Obama aprendeu a se defender mas a máquina de ataque democrata é muito menor que sua equivalente republicana. De qualquer forma já se sabe como um ataque contra McCain funciona. Em 2000 a máquina republicana quebrou McCain quando ele enfrentava Bush nas primárias. Então, sob a liderança de Rove, McCain foi pintado como um homem instável que poderia ter tido uma filha ilegítima negra. Isso destruiu as chances de McCain. [A instabilidade teria sido causada por tortura quando McCain foi prisioneiro de guerra no Vietnã; quanto ao boato sobre a filha, McCain tem uma filha adotiva que é negra].

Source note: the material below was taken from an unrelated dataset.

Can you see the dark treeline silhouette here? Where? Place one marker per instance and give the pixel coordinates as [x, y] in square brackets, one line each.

Agora a mesma máquina apóia McCain. Esta semana em St. Paul essa máquina se prepara para repetir as cinco vitórias nas últimas sete eleições. Ainda assim, em meio a tantas acusações, talvez este ano haja algo mais importante em jogo do que a Casa Branca. Meses antes de morrer, contaminado por um terrível câncer e sem poder se mover, Atwarer escreveu um artigo para a revista Life. Ele apelou para que futuros líderes políticos corrigissem esse estilo faminto de fazer política que ele aperfeiçoou.
"Eles devem ser forçados a falar ao vácuo espiritual que está no coração da sociedade americana, esse tumor da alma", ele escreveu. Mas, enquanto o campo de McCain se prepara, a maior parte dos assessores republicanos pensa nas muitas vitórias de Atwater. Poucos vão considerar o custo dessa tática ou o pedido que Atwater fez antes de morrer.

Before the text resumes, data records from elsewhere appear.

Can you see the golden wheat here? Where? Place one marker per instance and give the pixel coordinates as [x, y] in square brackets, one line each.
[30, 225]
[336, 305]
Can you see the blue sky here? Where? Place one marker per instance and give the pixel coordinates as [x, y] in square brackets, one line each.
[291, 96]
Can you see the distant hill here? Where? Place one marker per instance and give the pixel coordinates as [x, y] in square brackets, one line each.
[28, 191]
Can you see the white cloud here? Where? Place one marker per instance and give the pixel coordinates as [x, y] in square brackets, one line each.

Quem são os cães de ataque?
Sean Hannity
Ninguém faz o slogan da Fox News, de ser "justa e equilibrada", parecer mais ridículo do que Hannity. O apresentador é tão de direita quanto possível e é altamente eficaz como parte da propaganda republicana. Ele tem um show com o liberal Alan Colmes, mas Colmes faz o papel de apanhar, não de uma visão alternativa. Hannity promove o trabalho de Jerome Corsi.
Jerome Corsi
Corsi ganha a vida publicando livros em que prefere a polêmica aos fatos. O primeiro ataque do nativo de Cleveland foi contra John Kerry, num livro chamado Unfit for Command. Mas seu "grande sucesso" foi o The Obama Nation. É um bestseller na lista do New York Times. Quando o título é falado rapidamente faz um trocadilho para "abominação". Corsi deve achar engraçado.
Rush Limbaugh
Um colosso dos conservadores dos Estados Unidos, o programa de rádio dele é ouvido por milhões. Tem um ponto-de-vista altamente conservador, no qual o aquecimento global não existe e há terroristas em todo canto. Ele sempre fala sobre a questão da raça de Barack Obama -- mas pediu aos ouvintes que apoiassem Obama nas primárias democratas, no que batrizou de Operação Caos, parte da estratégia de dividir o partido adversário.
Glenn Beck
Crítica do "politicamente correto" no rádio e na TV. Certa vez disse, do documentarista Michael Moore: "Estou pensando se poderia matá-lo pessoalmente ou poderia contratar alguém para fazê-lo. Acho que daria conta". Recentemente perguntou a um pastor, no ar: "Obama é o anti-Cristo?". Escreveu dois bestsellers: Um Livro Inconveniente e Os Estados Unidos Reais: do Coração e do Interior.
Steve Schmidt
Conhecido como "a Bala" por sua careca e sua tática, Schmidt é o autor da estratégia de ataque de John McCain. Ele é disciplinado e opera nos bastidores. É muito eficaz e ajudou a destruir John Kerry em 2004 e a reeleger Arnold Schwarzenegger como governador da Califórnia em 2006. O que não é comum para um profissional de campanha, diz que odeia Washington DC e prefere sua casa na cidade liberal de San Francisco.